The latest kid on the block, so to speak, from this category is multi-asset mutual funds (MAFs), which are increasingly becoming a preferred investment option for investors seeking diversification, stability, and long-term wealth creation.As the name suggests, these funds invest across multiple asset classes—primarily equity, debt, and commodities (like gold and silver). As per SEBI regulations, a multi-Aasset fund must invest at least 10% in a minimum of three different asset classes, which ensures true diversification.
One of the biggest advantages of multi asset funds is their ability to balance risk and return. Equity as an asset class offers growth potential but comes inbuilt with volatility. Debt instruments provide stability and regular income while commodities like gold often act as a hedge during economic uncertainty or inflationary periods. By combining these asset classes in a single portfolio, MAFs aim to reduce overall portfolio volatility while still participating inthe market upside.

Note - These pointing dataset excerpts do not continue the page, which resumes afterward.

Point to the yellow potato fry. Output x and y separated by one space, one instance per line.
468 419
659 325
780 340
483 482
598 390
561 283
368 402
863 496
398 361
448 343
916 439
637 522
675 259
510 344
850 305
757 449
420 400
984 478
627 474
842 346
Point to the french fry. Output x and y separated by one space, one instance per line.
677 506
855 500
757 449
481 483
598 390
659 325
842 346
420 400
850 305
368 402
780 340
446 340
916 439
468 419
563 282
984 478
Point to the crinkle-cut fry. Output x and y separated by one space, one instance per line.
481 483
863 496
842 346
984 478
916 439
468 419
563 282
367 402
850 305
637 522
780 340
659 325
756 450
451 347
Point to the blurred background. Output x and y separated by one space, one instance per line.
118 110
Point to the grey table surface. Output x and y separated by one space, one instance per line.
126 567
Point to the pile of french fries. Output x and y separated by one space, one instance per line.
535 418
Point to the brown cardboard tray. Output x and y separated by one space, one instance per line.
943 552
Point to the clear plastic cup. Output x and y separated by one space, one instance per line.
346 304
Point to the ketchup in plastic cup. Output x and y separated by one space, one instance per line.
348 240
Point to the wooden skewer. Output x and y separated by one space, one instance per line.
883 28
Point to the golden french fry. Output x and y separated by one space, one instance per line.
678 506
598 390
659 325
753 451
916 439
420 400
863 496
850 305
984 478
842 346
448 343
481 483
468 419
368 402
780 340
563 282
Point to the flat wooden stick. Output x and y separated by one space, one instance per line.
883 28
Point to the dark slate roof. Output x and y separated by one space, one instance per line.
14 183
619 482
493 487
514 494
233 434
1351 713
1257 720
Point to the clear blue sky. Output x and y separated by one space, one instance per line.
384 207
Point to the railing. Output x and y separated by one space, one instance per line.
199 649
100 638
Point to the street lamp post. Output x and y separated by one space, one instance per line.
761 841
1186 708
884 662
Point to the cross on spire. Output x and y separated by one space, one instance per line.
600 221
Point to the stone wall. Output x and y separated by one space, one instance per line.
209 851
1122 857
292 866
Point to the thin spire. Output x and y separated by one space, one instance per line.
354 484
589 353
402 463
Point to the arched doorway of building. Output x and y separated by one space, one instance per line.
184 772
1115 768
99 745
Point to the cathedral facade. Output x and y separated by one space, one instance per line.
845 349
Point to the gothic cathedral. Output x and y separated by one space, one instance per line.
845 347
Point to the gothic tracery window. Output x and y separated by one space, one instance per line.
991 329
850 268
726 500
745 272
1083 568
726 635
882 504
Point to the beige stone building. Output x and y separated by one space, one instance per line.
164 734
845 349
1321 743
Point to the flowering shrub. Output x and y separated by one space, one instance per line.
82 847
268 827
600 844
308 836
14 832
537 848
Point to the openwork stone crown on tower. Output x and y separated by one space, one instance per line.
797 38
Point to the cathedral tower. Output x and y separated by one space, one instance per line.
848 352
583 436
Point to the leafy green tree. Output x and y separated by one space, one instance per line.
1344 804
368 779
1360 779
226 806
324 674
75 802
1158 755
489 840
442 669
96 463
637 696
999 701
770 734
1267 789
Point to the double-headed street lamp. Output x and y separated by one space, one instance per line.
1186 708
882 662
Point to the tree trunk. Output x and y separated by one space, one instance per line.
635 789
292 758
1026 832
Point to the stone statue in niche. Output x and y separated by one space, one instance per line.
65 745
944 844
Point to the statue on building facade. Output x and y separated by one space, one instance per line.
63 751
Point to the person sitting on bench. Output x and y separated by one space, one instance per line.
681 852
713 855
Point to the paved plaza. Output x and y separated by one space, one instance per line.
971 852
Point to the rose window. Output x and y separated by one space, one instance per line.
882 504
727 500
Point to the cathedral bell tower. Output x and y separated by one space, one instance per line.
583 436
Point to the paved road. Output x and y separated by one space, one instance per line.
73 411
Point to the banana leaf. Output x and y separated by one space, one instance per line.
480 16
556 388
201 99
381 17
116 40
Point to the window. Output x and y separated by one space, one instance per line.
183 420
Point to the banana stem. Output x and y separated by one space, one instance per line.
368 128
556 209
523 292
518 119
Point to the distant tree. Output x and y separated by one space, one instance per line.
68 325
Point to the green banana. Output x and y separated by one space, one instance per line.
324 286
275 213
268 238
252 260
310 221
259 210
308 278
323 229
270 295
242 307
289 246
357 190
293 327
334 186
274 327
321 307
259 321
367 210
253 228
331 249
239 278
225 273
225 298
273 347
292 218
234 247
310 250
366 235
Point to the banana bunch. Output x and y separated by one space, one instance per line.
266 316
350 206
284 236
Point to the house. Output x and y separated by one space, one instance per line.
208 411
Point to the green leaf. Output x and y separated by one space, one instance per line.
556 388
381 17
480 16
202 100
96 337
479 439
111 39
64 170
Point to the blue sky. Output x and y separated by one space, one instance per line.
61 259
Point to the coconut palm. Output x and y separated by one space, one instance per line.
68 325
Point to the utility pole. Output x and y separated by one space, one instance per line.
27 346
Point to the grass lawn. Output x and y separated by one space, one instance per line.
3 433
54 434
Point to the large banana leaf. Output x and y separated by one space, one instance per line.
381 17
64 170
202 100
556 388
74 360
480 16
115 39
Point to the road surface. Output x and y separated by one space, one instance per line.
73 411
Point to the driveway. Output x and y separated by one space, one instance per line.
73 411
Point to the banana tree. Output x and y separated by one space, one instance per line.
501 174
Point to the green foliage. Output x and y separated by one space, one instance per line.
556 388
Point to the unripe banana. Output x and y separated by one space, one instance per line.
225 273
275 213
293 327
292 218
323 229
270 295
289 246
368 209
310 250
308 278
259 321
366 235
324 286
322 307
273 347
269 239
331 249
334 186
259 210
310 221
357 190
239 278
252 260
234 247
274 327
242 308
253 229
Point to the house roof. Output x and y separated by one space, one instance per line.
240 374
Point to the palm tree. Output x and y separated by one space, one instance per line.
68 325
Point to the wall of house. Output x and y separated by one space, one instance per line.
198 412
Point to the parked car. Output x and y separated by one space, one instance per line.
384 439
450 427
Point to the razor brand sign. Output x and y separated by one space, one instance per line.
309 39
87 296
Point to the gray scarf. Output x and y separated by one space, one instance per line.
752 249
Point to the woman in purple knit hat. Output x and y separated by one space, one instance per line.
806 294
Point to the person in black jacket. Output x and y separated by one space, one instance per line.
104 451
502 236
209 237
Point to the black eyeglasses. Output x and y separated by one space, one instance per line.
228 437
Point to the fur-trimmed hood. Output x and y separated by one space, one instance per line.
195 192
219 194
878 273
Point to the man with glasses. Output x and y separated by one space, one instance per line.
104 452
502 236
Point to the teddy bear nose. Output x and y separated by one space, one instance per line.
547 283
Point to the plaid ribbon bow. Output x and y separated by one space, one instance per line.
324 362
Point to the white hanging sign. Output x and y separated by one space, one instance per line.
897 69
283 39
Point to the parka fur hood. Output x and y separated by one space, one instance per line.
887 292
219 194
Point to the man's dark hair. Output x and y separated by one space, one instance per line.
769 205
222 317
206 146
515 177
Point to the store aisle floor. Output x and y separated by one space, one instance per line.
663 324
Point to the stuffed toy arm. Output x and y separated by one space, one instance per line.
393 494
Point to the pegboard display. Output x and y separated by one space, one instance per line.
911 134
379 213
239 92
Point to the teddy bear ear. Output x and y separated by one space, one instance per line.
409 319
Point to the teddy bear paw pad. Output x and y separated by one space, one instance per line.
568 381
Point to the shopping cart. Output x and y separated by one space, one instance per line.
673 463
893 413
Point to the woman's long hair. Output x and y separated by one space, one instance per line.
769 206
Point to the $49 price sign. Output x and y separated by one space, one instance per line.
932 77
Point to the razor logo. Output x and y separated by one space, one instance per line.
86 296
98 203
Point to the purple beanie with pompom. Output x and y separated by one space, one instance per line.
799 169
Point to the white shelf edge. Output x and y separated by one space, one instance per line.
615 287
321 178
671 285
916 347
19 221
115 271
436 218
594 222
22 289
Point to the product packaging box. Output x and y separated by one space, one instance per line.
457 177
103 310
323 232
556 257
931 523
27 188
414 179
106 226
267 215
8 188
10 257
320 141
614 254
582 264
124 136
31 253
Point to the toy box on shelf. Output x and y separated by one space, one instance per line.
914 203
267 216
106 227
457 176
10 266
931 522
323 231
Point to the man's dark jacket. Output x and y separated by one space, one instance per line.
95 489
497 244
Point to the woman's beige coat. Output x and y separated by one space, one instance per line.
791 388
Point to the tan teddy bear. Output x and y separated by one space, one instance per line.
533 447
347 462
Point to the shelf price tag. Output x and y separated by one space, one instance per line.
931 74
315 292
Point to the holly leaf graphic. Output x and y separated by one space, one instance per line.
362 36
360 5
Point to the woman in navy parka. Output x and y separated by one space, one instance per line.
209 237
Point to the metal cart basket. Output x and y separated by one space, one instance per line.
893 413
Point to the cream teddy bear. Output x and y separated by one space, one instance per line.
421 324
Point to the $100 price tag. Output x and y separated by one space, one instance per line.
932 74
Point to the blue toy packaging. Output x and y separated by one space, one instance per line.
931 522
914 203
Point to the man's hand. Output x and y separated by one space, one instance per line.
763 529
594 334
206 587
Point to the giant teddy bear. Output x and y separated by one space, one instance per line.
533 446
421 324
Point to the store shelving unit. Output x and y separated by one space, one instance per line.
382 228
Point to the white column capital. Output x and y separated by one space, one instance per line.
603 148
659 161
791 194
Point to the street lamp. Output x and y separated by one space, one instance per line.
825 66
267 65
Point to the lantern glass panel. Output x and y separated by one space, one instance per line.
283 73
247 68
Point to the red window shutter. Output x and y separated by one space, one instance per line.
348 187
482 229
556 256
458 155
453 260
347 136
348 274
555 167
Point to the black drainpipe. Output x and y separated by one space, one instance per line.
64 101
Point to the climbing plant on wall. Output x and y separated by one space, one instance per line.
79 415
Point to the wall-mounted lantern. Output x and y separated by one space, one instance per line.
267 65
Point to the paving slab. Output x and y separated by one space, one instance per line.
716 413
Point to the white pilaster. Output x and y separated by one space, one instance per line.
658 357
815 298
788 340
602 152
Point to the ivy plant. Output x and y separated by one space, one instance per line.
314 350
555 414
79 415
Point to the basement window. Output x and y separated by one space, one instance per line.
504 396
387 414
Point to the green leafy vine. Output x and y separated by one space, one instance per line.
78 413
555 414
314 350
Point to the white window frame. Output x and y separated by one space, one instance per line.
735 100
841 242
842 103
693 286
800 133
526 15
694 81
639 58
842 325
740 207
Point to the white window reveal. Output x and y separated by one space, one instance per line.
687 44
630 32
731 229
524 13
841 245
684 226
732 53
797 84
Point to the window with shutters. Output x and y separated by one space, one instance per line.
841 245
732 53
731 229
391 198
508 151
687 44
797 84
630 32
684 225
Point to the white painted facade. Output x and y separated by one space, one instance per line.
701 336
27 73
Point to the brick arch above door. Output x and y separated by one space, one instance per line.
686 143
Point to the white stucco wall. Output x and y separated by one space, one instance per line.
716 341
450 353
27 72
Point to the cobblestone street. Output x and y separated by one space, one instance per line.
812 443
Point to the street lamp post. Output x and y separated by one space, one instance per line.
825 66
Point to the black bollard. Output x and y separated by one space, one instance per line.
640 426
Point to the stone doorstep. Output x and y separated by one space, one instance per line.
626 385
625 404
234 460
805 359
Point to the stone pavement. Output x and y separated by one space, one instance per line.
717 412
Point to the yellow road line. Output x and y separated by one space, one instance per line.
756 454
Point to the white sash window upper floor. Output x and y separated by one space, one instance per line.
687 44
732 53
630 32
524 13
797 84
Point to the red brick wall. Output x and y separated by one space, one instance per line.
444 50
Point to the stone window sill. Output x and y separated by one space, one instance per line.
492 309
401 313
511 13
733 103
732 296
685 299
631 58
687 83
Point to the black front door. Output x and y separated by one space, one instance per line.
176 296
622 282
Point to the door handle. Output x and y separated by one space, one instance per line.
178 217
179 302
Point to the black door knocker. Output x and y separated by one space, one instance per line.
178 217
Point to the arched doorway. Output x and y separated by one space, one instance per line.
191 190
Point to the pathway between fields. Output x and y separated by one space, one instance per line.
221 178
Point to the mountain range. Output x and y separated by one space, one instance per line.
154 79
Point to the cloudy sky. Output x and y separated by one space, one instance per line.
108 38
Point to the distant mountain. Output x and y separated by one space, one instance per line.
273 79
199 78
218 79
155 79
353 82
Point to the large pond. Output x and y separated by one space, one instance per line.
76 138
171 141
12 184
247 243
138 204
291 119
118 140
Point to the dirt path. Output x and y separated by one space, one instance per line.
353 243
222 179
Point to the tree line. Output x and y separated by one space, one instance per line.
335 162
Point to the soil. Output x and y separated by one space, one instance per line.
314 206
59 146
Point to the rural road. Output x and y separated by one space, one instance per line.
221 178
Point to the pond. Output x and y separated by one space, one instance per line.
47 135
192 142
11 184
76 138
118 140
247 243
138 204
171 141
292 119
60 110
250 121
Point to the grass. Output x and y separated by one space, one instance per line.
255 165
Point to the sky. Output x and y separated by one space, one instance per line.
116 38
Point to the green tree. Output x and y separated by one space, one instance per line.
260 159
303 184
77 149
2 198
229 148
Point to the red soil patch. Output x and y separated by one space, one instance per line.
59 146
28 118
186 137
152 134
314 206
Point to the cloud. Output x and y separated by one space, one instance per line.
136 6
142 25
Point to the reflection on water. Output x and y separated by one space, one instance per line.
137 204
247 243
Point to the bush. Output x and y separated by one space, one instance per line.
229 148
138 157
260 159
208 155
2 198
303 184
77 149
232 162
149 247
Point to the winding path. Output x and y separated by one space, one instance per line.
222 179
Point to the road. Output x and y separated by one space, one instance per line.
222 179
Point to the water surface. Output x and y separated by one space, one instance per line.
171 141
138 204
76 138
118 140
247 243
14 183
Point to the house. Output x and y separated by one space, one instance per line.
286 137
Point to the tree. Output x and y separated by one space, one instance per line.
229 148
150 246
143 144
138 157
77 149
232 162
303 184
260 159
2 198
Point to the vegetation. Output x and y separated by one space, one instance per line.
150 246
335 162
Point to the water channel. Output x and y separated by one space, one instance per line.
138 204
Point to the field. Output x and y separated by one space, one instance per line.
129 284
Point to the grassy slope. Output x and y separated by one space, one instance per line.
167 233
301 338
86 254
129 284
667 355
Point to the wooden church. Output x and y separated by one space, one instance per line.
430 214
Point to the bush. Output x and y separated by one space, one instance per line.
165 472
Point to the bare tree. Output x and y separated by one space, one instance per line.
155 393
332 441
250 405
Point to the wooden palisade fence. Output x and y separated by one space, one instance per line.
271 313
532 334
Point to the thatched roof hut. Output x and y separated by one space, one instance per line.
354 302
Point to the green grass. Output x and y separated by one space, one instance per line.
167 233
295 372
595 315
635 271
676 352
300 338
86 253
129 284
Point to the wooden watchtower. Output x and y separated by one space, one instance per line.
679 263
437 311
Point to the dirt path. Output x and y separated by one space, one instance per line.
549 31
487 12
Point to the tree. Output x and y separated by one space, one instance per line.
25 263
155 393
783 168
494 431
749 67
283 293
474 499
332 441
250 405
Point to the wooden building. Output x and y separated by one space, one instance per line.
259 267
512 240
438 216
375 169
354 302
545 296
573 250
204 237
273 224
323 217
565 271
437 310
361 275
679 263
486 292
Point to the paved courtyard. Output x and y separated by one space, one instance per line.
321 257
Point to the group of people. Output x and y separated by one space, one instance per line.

Another key feature of multi asset funds is dynamic asset allocation. Fund managers actively adjust the exposure to different asset classes based on market conditions, valuations, and macroeconomic factors. For instance, during periods of high equity valuations or market uncertainty, the fund may reduce equity exposure and increase allocation to debt or gold. Conversely, when equity markets are attractive, allocation may shift more towards equities. This active allocation strategy helps in managing downside risks and capturing opportunities across market cycles.
From a taxation perspective, most multi asset funds in India are treated as equity-oriented funds if their equity allocation (including arbitrage) exceeds 65%. In such cases, a holding period of more than 12 months qualifies as long-term capital gains (LTCG) taxed at 12.5% (on gains exceeding Rs 1.25 lakh), while units held for 12 months or less attract short-term capital gains (STCG) tax at 20%. However, if the equity allocation is lower, it could be taxed as a debt fund, which may impact post-tax returns.
At the same time, investors should be aware that returns from multi asset funds may not always match pure equity funds during strong bull markets, as a portion of the portfolio remains allocated to relatively stable assets like debt or gold.
Finally, a MAF’s performance largely depends on the fund manager’s asset allocation capability, which makes fund selection that much more important.